While this may be true for some payers, it is not a universal process, so your best bet is to check with your individual payers.

“I prefer practices add modifier 51 unless the payer specifically instructs them not to. Payers have been known to apply it to the higher/highest paying code and erroneously take the 50 percent reduction from that service,” says Mary Pat Johnson, CPC, CPMA, COMT, COE, senior consultant with Corcoran Consulting Group.

Q: Can You Offer Any Advice on Appending -RT, -LT, -50?

A: Modifiers LT (Left side …), RT (Right side …), and 50 (Bilateral procedure) are also on the list of frequently rejected modifiers, Lumpkin noted. So before using one of these laterality modifiers, you should check the code descriptor for the procedure performed.

“RT and LT are location modifiers, used to identify where a procedure was performed. The database on the CMS website will tell you whether a specific code allows for bilateral billing, whether it’s RT/LT or modifier 50. They do the same thing, so look at the definitions of the indicators to tell you specifically whether you can use these,” he said.

Q: When Is It Appropriate To Apply Modifier 57?

A: Modifier 57 (Decision for surgery) is used “only when the decision for surgery was made during the pre-op period of a major surgery (services with a 90-day follow-up period),” Lumpkin said. “The preoperative period is the day before and the day of the surgical procedure,” he added.

For instance, during a consultation, an ophthalmologist determines they need to repair a detached retina that day. They perform 67108 (Repair of retinal detachment; with vitrectomy, any method …).

Because the detached retina repair is a major procedure, you should append modifier 57 to the claim for the office visit or consultation. Documentation should specifically note that the exam resulted in the decision for surgery.

Q: What Are the Dangers of Misusing Modifiers?
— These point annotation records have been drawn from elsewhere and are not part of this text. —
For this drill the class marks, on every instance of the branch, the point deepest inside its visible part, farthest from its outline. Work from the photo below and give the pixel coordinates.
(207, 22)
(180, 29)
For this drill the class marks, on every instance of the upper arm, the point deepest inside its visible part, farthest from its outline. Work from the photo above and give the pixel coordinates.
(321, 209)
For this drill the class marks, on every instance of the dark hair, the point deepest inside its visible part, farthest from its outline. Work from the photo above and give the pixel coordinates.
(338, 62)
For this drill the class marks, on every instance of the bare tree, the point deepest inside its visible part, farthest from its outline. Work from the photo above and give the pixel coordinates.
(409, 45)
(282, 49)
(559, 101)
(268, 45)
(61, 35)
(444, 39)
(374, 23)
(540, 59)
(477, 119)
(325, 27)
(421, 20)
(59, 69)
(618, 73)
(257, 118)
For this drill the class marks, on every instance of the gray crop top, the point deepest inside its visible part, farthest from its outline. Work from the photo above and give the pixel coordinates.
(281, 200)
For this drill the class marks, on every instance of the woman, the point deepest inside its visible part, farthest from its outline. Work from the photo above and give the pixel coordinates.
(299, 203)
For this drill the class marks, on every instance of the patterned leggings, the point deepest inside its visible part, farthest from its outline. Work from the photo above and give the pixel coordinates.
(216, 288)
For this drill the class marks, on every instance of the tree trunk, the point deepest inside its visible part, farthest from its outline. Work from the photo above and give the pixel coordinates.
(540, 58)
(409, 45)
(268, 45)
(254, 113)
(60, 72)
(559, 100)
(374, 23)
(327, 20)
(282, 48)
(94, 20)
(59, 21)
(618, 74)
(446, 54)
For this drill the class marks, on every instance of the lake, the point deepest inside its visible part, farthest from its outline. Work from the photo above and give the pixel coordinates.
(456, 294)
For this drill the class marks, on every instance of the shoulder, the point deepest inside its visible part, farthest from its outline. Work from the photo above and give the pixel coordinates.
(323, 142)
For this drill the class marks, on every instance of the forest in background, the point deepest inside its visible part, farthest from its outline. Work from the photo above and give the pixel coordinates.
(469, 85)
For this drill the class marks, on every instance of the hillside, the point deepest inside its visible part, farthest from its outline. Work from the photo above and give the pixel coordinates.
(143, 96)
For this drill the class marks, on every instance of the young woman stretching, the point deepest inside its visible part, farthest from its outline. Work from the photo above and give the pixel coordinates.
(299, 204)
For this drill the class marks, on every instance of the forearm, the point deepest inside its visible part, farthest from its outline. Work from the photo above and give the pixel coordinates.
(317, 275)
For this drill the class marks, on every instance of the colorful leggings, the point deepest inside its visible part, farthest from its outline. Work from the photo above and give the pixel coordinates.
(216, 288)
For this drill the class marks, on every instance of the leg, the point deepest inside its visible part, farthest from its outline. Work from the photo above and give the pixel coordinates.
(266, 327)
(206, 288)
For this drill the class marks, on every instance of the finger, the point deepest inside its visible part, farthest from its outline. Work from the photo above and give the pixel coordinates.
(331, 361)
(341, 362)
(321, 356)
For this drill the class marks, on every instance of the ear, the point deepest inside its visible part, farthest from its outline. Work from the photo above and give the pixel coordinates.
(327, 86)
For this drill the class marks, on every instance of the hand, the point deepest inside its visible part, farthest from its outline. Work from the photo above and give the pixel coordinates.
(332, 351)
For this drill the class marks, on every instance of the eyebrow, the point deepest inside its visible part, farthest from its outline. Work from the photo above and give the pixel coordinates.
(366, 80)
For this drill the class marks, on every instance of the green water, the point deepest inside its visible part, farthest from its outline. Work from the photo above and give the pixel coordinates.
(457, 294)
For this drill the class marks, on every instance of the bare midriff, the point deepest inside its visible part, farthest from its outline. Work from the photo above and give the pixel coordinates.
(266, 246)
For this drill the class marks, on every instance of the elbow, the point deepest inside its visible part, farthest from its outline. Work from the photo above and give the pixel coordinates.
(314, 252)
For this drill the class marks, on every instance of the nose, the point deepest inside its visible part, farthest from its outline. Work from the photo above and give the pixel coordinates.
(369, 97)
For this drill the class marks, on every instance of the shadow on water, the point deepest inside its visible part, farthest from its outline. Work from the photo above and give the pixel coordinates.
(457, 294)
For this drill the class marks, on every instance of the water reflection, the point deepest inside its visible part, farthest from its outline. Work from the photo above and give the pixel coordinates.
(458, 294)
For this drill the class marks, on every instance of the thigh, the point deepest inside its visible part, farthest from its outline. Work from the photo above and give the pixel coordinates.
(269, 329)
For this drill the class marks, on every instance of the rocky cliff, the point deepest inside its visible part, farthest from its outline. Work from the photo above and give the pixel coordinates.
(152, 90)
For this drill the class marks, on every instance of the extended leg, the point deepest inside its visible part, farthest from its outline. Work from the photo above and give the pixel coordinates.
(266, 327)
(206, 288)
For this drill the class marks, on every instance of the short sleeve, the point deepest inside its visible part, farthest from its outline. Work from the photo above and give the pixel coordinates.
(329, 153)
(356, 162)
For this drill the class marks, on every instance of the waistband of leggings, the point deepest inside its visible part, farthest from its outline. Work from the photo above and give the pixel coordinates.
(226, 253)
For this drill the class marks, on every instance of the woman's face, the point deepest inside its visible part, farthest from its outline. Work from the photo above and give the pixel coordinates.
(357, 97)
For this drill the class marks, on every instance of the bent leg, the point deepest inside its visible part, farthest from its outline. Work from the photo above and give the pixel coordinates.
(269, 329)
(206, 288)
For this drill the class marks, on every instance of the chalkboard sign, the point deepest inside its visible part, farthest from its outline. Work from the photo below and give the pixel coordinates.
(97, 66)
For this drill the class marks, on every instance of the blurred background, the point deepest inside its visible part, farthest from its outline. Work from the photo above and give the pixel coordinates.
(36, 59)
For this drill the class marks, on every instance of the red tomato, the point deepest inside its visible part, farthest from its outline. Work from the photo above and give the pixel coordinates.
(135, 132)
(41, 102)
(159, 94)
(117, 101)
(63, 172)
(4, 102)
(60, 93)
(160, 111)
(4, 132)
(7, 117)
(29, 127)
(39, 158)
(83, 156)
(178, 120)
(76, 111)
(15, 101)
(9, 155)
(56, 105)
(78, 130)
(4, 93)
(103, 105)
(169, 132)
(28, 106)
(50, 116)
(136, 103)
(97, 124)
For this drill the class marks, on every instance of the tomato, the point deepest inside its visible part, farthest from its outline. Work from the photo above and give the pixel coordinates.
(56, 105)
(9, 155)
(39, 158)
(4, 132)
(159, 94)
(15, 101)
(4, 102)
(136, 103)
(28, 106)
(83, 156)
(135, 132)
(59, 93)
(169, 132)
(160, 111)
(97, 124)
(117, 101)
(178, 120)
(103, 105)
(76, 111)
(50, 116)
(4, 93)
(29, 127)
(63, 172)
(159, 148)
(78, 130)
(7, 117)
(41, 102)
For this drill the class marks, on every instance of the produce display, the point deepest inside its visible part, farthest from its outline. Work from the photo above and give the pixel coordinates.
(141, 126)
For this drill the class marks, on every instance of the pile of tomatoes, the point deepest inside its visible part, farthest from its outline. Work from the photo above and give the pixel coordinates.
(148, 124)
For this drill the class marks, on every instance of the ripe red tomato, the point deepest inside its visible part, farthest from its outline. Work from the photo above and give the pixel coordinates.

A: When you misuse modifiers, a few things can happen, according to Pam Vanderbilt, CPC, CDEO, CPB, CPMA, CPPM, CPC-I, CEMC, CPFC, CEMA, owner of KnowledgeTree, Billing, Inc. in Ocala, Florida. First, you are put at risk of inappropriate reimbursement. This, in turn, puts you at risk of audits, which puts you at risk of treble damages. If fraudulent billing is confirmed, treble damages permit the court to triple the amount of the actual or compensatory damages awarded to a prevailing plaintiff.

Additionally, your providers could be at risk of losing their right to bill insurance, potentially losing their license, or even serving jail time, she added. Coders are also put at risk of losing their credentials and may face monetary penalties and jail time.